A large majority of U.S. companies are changing business models to meet customer demands, utilize disruptive technologies and remain globally competitive, according to a new survey from KPMG.
Of the survey’s respondents, executives at more than 900 U.S.-based multinational companies, 93 percent said their organizations are changing business models.
The top reason for this shift was “changing customer focus and buying patterns,” according to the survey, with other catalysts including “new technologies” (30 percent), “domestic competition” (29 percent), “a changing global environment” (26 percent) and “balancing growth with shrinking budgets, while raising efficiency” (25 percent). Permitted to choose more than one “trigger,” 22 percent of respondents also said “government enforcement action,” “foreign competitors,” “a widening global footprint” and “industry consolidation.”
“Business model reviews and changes have become a permanent component on the corporate agenda,” said Stephen G. Hasty Jr., a KPMG partner and U.S. innovation leader for advisory, in a statement. “Companies today face unprecedented challenges to develop operating models that can help them respond to and translate current marketplace pressures into competitive advantages.”
Half of respondents said the challenge of “regulatory compliance” imposed a “burden” (38 percent) or “significant burden” (12 percent) on their organization’s operational efficiency, though 36 percent of respondents said they do not incorporate a regulatory agenda into their transformation planning.
“Obviously, with half of the respondents pointing to regulation as a key element affecting their business model, there is a significant issue if more than a third of the respondents do not factor in regulatory issues as they change the way they operate,” Hasty stated.
Additionally, 51 percent of the surveyed executives said their organization’s transformation approach continually aligns their business model with their strategy, while 45 percent reported their organization has no formal process for prioritizing business transformation initiatives.

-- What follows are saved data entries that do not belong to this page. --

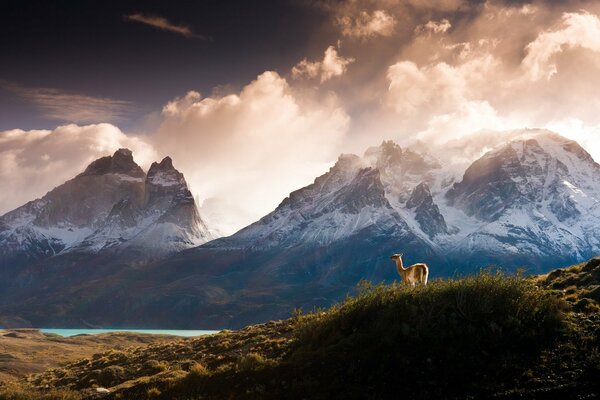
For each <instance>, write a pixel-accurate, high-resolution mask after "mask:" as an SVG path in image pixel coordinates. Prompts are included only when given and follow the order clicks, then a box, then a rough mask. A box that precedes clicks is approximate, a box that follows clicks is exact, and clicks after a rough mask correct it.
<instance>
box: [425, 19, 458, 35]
mask: <svg viewBox="0 0 600 400" xmlns="http://www.w3.org/2000/svg"><path fill="white" fill-rule="evenodd" d="M451 27H452V24H450V21H448V20H447V19H446V18H444V19H442V20H440V21H427V23H426V24H423V25H419V26H418V27H417V28H416V31H417V32H430V33H445V32H447V31H448V29H450V28H451Z"/></svg>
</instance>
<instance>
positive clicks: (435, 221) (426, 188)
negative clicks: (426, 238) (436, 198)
mask: <svg viewBox="0 0 600 400" xmlns="http://www.w3.org/2000/svg"><path fill="white" fill-rule="evenodd" d="M406 207H407V208H408V209H412V210H414V213H415V220H416V221H417V222H418V223H419V226H420V227H421V230H422V231H423V232H425V233H426V234H427V235H428V236H429V237H430V238H433V237H434V236H435V235H438V234H445V233H448V226H447V225H446V220H445V219H444V216H443V215H442V213H441V212H440V209H439V207H438V206H437V204H435V203H434V201H433V198H432V197H431V192H430V190H429V186H428V185H427V184H426V183H420V184H418V185H417V186H416V187H415V188H414V189H413V191H412V193H411V195H410V198H409V199H408V201H407V202H406Z"/></svg>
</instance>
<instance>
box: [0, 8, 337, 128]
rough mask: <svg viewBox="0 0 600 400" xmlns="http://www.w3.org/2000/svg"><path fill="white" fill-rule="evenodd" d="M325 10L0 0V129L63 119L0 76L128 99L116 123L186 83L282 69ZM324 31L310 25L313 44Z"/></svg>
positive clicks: (249, 77) (73, 89)
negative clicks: (30, 99)
mask: <svg viewBox="0 0 600 400" xmlns="http://www.w3.org/2000/svg"><path fill="white" fill-rule="evenodd" d="M134 13H140V14H144V15H151V16H160V17H163V18H166V19H167V20H169V22H171V23H172V24H175V25H185V26H188V27H189V28H190V29H191V30H193V31H194V32H195V33H197V34H199V35H206V36H210V37H211V38H212V40H202V39H197V38H186V37H184V36H182V35H179V34H176V33H172V32H167V31H162V30H159V29H155V28H153V27H151V26H148V25H145V24H142V23H136V22H132V21H127V20H126V18H125V16H127V15H132V14H134ZM326 18H327V15H326V14H325V13H323V12H322V11H320V10H319V9H317V8H312V7H304V6H302V5H301V3H299V2H298V1H294V0H289V1H287V0H253V1H224V0H196V1H173V0H171V1H155V0H153V1H152V0H151V1H149V0H143V1H141V0H140V1H122V0H119V1H98V0H88V1H81V0H72V1H64V0H63V1H60V0H54V1H27V0H3V1H2V2H1V3H0V49H1V50H0V52H1V57H0V80H2V81H3V82H4V87H0V130H5V129H12V128H22V129H32V128H53V127H54V126H56V125H57V123H61V122H66V121H59V120H56V119H49V118H46V117H44V115H43V114H42V113H40V112H39V109H37V108H36V106H34V105H33V104H31V102H30V101H27V100H25V99H23V98H21V97H22V96H21V97H20V96H17V95H16V94H15V93H14V91H10V90H7V89H6V85H7V84H8V85H19V86H20V87H26V88H54V89H59V90H61V91H67V92H69V93H73V94H83V95H88V96H94V97H104V98H111V99H115V100H124V101H129V102H131V103H132V104H131V107H130V108H129V109H128V115H127V118H125V119H124V120H121V121H116V122H119V125H120V126H121V127H123V128H135V127H136V125H138V126H140V125H141V124H142V123H141V120H142V118H143V117H144V116H145V115H147V114H149V113H151V112H157V111H160V108H161V107H162V106H163V105H164V104H165V103H166V102H167V101H168V100H170V99H172V98H174V97H176V96H182V95H184V94H185V93H186V91H188V90H192V89H193V90H198V91H200V92H202V93H203V94H210V92H211V90H213V88H215V87H222V90H225V91H227V90H236V89H239V88H240V87H241V86H242V85H244V84H247V82H249V81H251V80H252V79H254V78H255V77H256V76H257V75H258V74H259V73H261V72H263V71H265V70H275V71H280V72H281V73H283V74H285V73H286V72H287V71H289V69H290V67H291V66H292V65H293V64H295V63H296V62H298V61H299V60H300V59H302V58H303V57H306V56H310V55H311V52H312V50H311V49H309V43H311V44H314V37H313V36H314V34H315V31H316V30H317V28H316V27H323V26H325V25H326V24H325V23H324V22H325V21H326ZM325 29H326V28H325ZM334 35H335V33H334V32H331V37H334ZM327 36H329V35H328V34H327V32H323V30H322V29H320V30H319V38H323V40H324V44H323V45H322V46H319V47H316V48H315V52H322V50H323V49H322V47H323V46H324V45H325V43H329V42H328V41H327V40H329V39H328V38H327ZM90 122H93V121H90ZM97 122H99V121H97Z"/></svg>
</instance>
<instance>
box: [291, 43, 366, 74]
mask: <svg viewBox="0 0 600 400" xmlns="http://www.w3.org/2000/svg"><path fill="white" fill-rule="evenodd" d="M353 62H354V59H353V58H344V57H341V56H340V55H338V52H337V49H336V48H335V47H333V46H329V47H328V48H327V50H325V54H324V56H323V60H321V61H314V62H311V61H308V60H307V59H306V58H305V59H303V60H302V61H300V62H299V63H298V64H296V65H295V66H294V67H293V68H292V77H293V78H294V79H300V78H310V79H314V78H320V80H321V82H325V81H328V80H329V79H331V78H333V77H337V76H341V75H342V74H344V72H346V69H347V68H348V65H349V64H351V63H353Z"/></svg>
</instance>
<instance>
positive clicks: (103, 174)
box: [79, 149, 145, 178]
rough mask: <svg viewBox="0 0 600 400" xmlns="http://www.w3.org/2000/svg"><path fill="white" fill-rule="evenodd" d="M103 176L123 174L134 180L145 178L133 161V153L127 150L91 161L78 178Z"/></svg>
mask: <svg viewBox="0 0 600 400" xmlns="http://www.w3.org/2000/svg"><path fill="white" fill-rule="evenodd" d="M105 174H124V175H129V176H132V177H136V178H142V177H144V176H145V174H144V171H143V170H142V168H140V166H139V165H137V164H136V163H135V161H134V160H133V153H132V152H131V150H129V149H119V150H117V151H115V153H114V154H113V155H112V156H106V157H101V158H99V159H97V160H96V161H93V162H92V163H91V164H90V165H88V167H87V168H86V169H85V171H83V173H81V174H80V175H79V176H90V175H105Z"/></svg>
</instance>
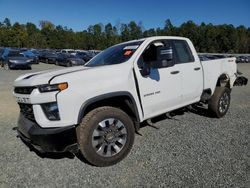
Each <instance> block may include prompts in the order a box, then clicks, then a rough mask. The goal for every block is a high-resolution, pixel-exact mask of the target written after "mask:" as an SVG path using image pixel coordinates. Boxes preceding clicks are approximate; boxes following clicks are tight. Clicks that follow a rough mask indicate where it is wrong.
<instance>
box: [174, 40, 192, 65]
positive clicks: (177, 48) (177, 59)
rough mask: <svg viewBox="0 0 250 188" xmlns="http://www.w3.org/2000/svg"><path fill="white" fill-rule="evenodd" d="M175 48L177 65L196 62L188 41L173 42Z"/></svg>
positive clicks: (174, 49)
mask: <svg viewBox="0 0 250 188" xmlns="http://www.w3.org/2000/svg"><path fill="white" fill-rule="evenodd" d="M173 47H174V50H175V54H176V55H175V58H176V63H190V62H194V57H193V55H192V53H191V50H190V48H189V46H188V44H187V42H186V41H184V40H173Z"/></svg>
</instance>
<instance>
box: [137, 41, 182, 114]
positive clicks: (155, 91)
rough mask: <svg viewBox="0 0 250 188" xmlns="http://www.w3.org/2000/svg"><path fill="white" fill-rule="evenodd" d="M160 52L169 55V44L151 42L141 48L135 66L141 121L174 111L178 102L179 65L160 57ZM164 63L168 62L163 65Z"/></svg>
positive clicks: (178, 100)
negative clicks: (143, 46) (141, 108)
mask: <svg viewBox="0 0 250 188" xmlns="http://www.w3.org/2000/svg"><path fill="white" fill-rule="evenodd" d="M163 52H164V53H165V52H167V53H168V52H169V53H172V44H171V41H168V40H163V41H159V40H158V41H154V42H152V43H150V44H149V45H148V46H147V47H146V48H145V49H144V51H143V53H142V54H141V56H140V57H139V59H138V61H137V66H136V65H135V74H136V79H137V82H138V87H139V95H140V101H141V105H142V108H143V113H144V119H148V118H151V117H154V116H156V115H159V114H162V113H165V112H167V111H170V110H172V109H175V108H176V107H178V105H180V103H181V72H180V71H179V65H175V63H174V59H173V58H172V59H171V60H165V59H164V57H163V58H162V53H163ZM166 61H169V62H167V65H164V63H166ZM147 69H148V72H147ZM146 73H148V75H145V74H146Z"/></svg>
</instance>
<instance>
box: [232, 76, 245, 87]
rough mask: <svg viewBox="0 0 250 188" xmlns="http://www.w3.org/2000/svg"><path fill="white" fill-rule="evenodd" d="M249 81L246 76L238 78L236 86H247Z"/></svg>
mask: <svg viewBox="0 0 250 188" xmlns="http://www.w3.org/2000/svg"><path fill="white" fill-rule="evenodd" d="M247 82H248V79H247V78H246V77H244V76H237V78H236V80H235V81H234V86H243V85H247Z"/></svg>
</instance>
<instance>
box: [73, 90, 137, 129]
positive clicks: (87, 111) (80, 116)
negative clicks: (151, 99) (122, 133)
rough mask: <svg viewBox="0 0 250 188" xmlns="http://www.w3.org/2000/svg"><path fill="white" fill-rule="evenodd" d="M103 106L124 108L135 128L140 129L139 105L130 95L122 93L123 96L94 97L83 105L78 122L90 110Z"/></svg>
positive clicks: (136, 128)
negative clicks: (96, 98) (132, 121)
mask: <svg viewBox="0 0 250 188" xmlns="http://www.w3.org/2000/svg"><path fill="white" fill-rule="evenodd" d="M102 106H112V107H115V108H119V109H121V110H123V111H124V112H125V113H127V114H128V116H130V118H131V119H132V121H133V122H134V124H135V129H136V130H138V126H139V125H138V124H139V122H140V120H139V115H138V111H137V107H136V104H135V101H134V100H133V99H131V97H130V96H127V95H122V96H114V97H109V98H102V99H98V98H97V99H93V100H90V102H88V103H87V104H85V105H84V106H83V108H82V109H81V112H80V114H79V117H78V122H80V121H81V119H82V118H83V117H84V115H86V114H87V113H88V112H90V111H92V110H93V109H95V108H98V107H102Z"/></svg>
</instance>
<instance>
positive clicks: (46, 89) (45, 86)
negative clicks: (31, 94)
mask: <svg viewBox="0 0 250 188" xmlns="http://www.w3.org/2000/svg"><path fill="white" fill-rule="evenodd" d="M67 88H68V83H66V82H64V83H59V84H53V85H49V84H46V85H41V86H39V87H38V89H39V91H40V92H41V93H45V92H52V91H62V90H65V89H67Z"/></svg>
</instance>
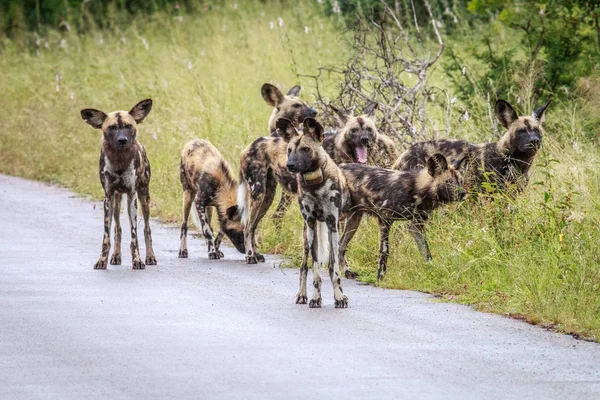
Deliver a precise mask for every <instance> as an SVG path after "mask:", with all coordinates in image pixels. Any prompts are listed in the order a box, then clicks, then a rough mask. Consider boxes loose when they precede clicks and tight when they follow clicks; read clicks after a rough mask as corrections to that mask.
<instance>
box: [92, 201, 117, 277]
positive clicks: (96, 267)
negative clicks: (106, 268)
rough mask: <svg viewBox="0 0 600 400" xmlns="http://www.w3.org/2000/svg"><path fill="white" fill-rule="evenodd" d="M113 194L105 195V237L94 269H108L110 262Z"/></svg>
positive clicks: (104, 209) (104, 220)
mask: <svg viewBox="0 0 600 400" xmlns="http://www.w3.org/2000/svg"><path fill="white" fill-rule="evenodd" d="M112 196H113V195H112V194H108V193H106V194H105V197H104V237H103V239H102V251H101V253H100V258H99V259H98V262H96V264H95V265H94V269H106V264H107V262H108V252H109V251H110V226H111V223H112V217H113V215H112V213H113V199H112Z"/></svg>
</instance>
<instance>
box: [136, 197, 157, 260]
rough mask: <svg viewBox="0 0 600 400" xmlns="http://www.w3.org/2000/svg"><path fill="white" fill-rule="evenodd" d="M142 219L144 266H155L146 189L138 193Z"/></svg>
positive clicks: (148, 209) (153, 252)
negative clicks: (148, 265)
mask: <svg viewBox="0 0 600 400" xmlns="http://www.w3.org/2000/svg"><path fill="white" fill-rule="evenodd" d="M138 198H139V200H140V205H141V207H142V217H144V241H145V243H146V265H156V256H155V255H154V249H153V248H152V231H151V230H150V193H148V189H147V188H146V189H145V190H142V191H141V192H139V193H138Z"/></svg>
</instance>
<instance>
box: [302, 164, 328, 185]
mask: <svg viewBox="0 0 600 400" xmlns="http://www.w3.org/2000/svg"><path fill="white" fill-rule="evenodd" d="M326 165H327V161H325V164H323V165H321V166H319V168H317V169H315V170H313V171H308V172H305V173H303V174H302V180H303V181H304V183H306V184H307V185H309V186H311V185H318V184H320V183H323V181H324V175H323V170H324V169H325V166H326Z"/></svg>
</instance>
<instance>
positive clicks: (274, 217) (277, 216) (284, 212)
mask: <svg viewBox="0 0 600 400" xmlns="http://www.w3.org/2000/svg"><path fill="white" fill-rule="evenodd" d="M293 198H294V196H293V195H292V194H291V193H288V192H286V191H285V189H284V190H282V191H281V200H279V204H278V205H277V208H276V209H275V212H274V213H273V219H276V220H279V219H281V218H283V216H284V215H285V211H286V210H287V209H288V207H289V206H290V204H291V202H292V199H293Z"/></svg>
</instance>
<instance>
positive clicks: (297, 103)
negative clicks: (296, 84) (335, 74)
mask: <svg viewBox="0 0 600 400" xmlns="http://www.w3.org/2000/svg"><path fill="white" fill-rule="evenodd" d="M300 90H302V87H300V86H298V85H296V86H294V87H293V88H291V89H290V90H289V91H288V92H287V94H286V95H284V94H283V93H282V92H281V90H279V89H277V87H275V86H273V85H271V84H270V83H265V84H264V85H263V86H262V88H261V89H260V92H261V94H262V96H263V99H265V102H266V103H267V104H268V105H270V106H271V107H273V108H274V109H273V112H272V113H271V118H269V134H270V135H274V136H277V135H278V133H277V126H276V123H277V120H278V119H279V118H285V119H289V120H290V121H292V122H294V123H295V124H296V126H300V125H302V122H303V121H304V118H307V117H313V118H314V117H315V116H316V115H317V110H315V109H313V108H311V107H310V106H309V105H308V104H307V103H306V102H305V101H304V100H302V99H301V98H300V97H298V94H300Z"/></svg>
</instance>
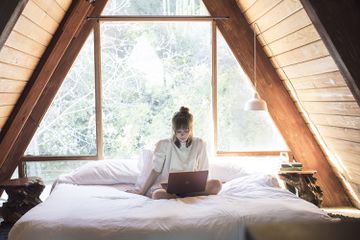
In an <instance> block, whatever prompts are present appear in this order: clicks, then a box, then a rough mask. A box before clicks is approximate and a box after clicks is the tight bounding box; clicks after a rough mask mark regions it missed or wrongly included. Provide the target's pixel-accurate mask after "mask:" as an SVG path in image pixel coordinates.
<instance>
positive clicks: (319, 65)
mask: <svg viewBox="0 0 360 240" xmlns="http://www.w3.org/2000/svg"><path fill="white" fill-rule="evenodd" d="M237 3H238V6H239V8H240V9H241V12H243V14H244V16H245V17H246V19H247V21H248V23H249V24H251V25H252V27H253V29H255V31H256V32H257V34H258V40H259V41H260V42H261V44H262V46H263V48H264V50H265V52H266V53H267V56H268V57H269V58H270V60H271V62H272V64H273V66H274V68H275V69H276V71H277V73H278V74H279V76H280V78H281V79H282V80H283V83H284V84H285V86H286V87H287V89H288V91H289V94H290V95H291V97H292V99H293V100H294V102H295V103H296V105H297V106H298V109H299V111H300V112H301V113H302V115H303V117H304V119H305V120H306V122H307V123H308V126H309V128H310V129H311V130H312V133H313V134H314V136H315V137H316V139H317V140H318V142H319V144H320V145H321V146H322V148H323V149H324V152H325V153H326V156H327V158H328V160H329V162H331V163H332V165H333V167H334V168H336V170H337V171H338V172H339V174H340V177H342V178H343V179H344V181H345V184H349V185H348V186H351V188H352V190H353V191H354V194H355V196H353V197H355V198H356V197H358V198H360V188H359V186H360V107H359V105H358V104H357V102H356V100H355V99H354V96H353V95H352V93H351V91H350V89H349V87H348V86H347V84H346V81H345V80H344V77H343V76H342V74H341V73H340V71H339V68H338V66H337V65H336V63H335V61H334V59H333V57H332V56H331V55H330V54H329V51H328V49H327V48H326V46H325V44H324V42H323V40H322V39H321V38H320V35H319V33H318V32H317V30H316V28H315V26H314V25H313V23H312V22H311V20H310V18H309V16H308V15H307V13H306V11H305V10H304V8H303V6H302V4H301V2H300V0H237ZM255 24H256V25H255ZM355 203H356V201H355Z"/></svg>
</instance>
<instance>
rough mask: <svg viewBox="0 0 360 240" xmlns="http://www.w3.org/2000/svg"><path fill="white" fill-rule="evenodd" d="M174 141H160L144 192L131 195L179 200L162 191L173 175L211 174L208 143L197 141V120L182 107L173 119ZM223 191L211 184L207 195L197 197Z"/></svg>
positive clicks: (173, 136) (207, 184)
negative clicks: (173, 198)
mask: <svg viewBox="0 0 360 240" xmlns="http://www.w3.org/2000/svg"><path fill="white" fill-rule="evenodd" d="M172 130H173V136H172V139H165V140H160V141H159V142H158V143H157V144H156V148H155V150H154V157H153V169H152V171H151V173H150V175H149V176H148V178H147V180H146V181H145V184H144V185H143V186H142V187H141V188H140V189H135V190H131V191H129V192H132V193H136V194H141V195H145V194H146V195H151V196H152V198H153V199H170V198H176V197H177V196H176V195H174V194H169V193H167V192H166V190H164V189H163V188H161V186H160V183H161V182H167V181H168V177H169V173H170V172H181V171H200V170H208V158H207V154H206V145H205V142H204V141H203V140H202V139H200V138H196V137H193V116H192V114H191V113H189V109H188V108H186V107H181V108H180V111H179V112H176V113H175V114H174V116H173V118H172ZM220 190H221V182H220V181H219V180H208V181H207V184H206V188H205V191H204V192H201V193H196V195H210V194H217V193H218V192H219V191H220Z"/></svg>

“Alignment of business strategy with an organization’s operating model can help institutionalize the transformational process, embedding enough agility to help the organization evolve more quickly and easily as new marketplace challenges come along,” Hasty stated. “Companies can leverage and capitalize on disruptive forces in order to thrive amid emerging challenges and threats to their business.”
Respondents to the survey, conducted in June and July 2013, were 67 percent C-level executive, and the rest managing director or above. KPMG's report on the survey is available here.